This article is part of "The Patrick AFB Online Relocation Package".
Many, if not most of my clients decide to use their VA benefit and go with a VA loan and for many reasons it's a great idea. Also many decide to do a 100% financing VA loan (no down payment) and I think that is a great idea too, but one that involves some risk.
One of the biggest advantages of a VA loan is that you can still do 100% financing. With all of the recent problems is the mortgage industry, 100% financing which was readily available a few years ago in many types of loans is no longer an option.
Another advantage is that there is no PMI (Private Mortgage Insurance) that gets added to your home payment. Typically PMI can cost between one half to one percent of the loan, according to the Mortgage Bankers Association of America. On a $150,000 home with 10% down the PMI can range anywhere from $56.25 to $112.50 per month added to your payment.
Although there is no PMI with a VA loan there is what is called the "VA Funding Fee". This paid by the veteran upfront so they contribute to the cost of their benefit. For discussions here will use the regular military rates for first time use of the benefit. Reserves and National Guard funding fees are a little higher.
- For 100% financing the funding fee is 2.15%
- For 95% up to 90% financing the funding fee is 1.5%
- For 90% financing or more the funding fee is 1.25%
The funding fee does not have to necessarily come directly out of the veteran's pocket. It can be paid by the seller through negotiation ,as long as all the seller total contributions don't exceed 4%. Most typically it just gets added to the loan. Here are some examples of this scenario:
$150,000 purchase price:
- 100% financing: $150,000 x 2.15 % = $3,225 (funding fee) so the veterans' total loan will be $153,225 ($150,000 + $ 3225).
- 95% financing: $150,000 - $7500 (5% down payment of $150,000) = $142,500. $142,500 x 1.5% = $2138 (funding fee) so the veterans' total loan will be $144,628 ($142,500 + $2138).
- 90% financing: $150,000 - $15,000 (10% down payment of $150,000) = $135,000. $135,000 x 1.25% = $1688 (funding fee) so the veterans' total loan will be $136,688 ($135,000+$1688).
The logical next question is should I do 100% or should I put money down. That depends on many factors, but the main ones are how long will you be staying in the home and does your house payment work into your BAH. Most of my clients will only be here at Patrick AFB for 3-5 years and under that scenario, 100% makes a lot of sense. Here is why:
Let's use the same $150,000 purchase price, you will need to sell the home in five years, and we'll use a 6.5% interest rate on the loan. The interest rate can be higher or lower, but we'll use this one for illustration purposes.
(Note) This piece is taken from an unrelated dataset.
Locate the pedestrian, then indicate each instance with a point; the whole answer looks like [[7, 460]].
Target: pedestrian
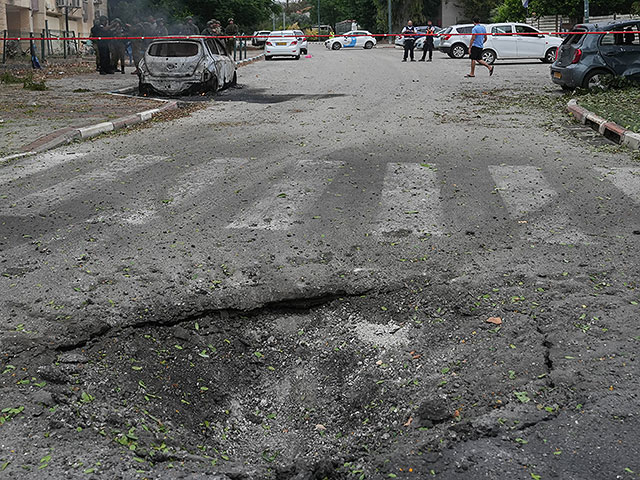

- 100% financing your monthly payment (P&I -just Principle & Interest) will be $968.49.
- 95% financing your monthly payment (just P&I) will be $914.21.
- 90% financing your monthly payment (just P&I) will be $863.96.
It looks like if you put down 10% you will be "saving" saving a lot of money, and if you plan on staying in the home for a long time you definitely will, but first you need to have $15,000 in available cash. The difference in the payment is $104.53 a month (100% vs. 90%) that that translates into $6271.80 over the five years. But you had to shell out $15,000 in cash to get the $6271.80 in savings and many of my clients prefer to hold onto their cash to use for other things. This is a personal decision and you have do what is best for your lifestyle.
Here is the one huge caveat with the above scenario. For obvious reasons a 100% VA loan has a lot of attractive qualities. But if you are staying in your home for a short period of time, there is risk. Under the above 100% scenario after 5 years (if you made all your payments and no extra payments) you will still owe $143,435. Assuming that the home's value stays the same, you will have $6,565 in equity at that point. ($150,000 (market value of the home) - $143,435 (balance of loan after five years) = $6,565)
Now you need to sell the home. The total costs for you to sell will be around 8% (estimate) of the selling price, which includes Realtor fees and other closing costs. In any scenario in order for you to break even, the home needs to appreciate at least 8% over those 5 years. If it doesn't appreciate that much or the home depreciates you will be digging into your equity. If the costs exceed the equity in your home you will have to pay the difference out of your pocket at the close of the sale. So the more equity you have, the better position you are in. If the home appreciates more than the 8%, then anything above that is money going into your pocket. Congratulations you have just made money in real estate, Mr. or Mrs. Monopoly.
So you can see there is definite risk involved, especially in the current market. The value of homes in the area has decreased dramatically since their highs of 2005. Are we at the bottom (we are closer to the bottom than we are to the top) and how much would a home purchased now appreciate in 5 years? If I had the absolute answers to these questions, I'd be a very rich man or be hosting a show on some cable business channel.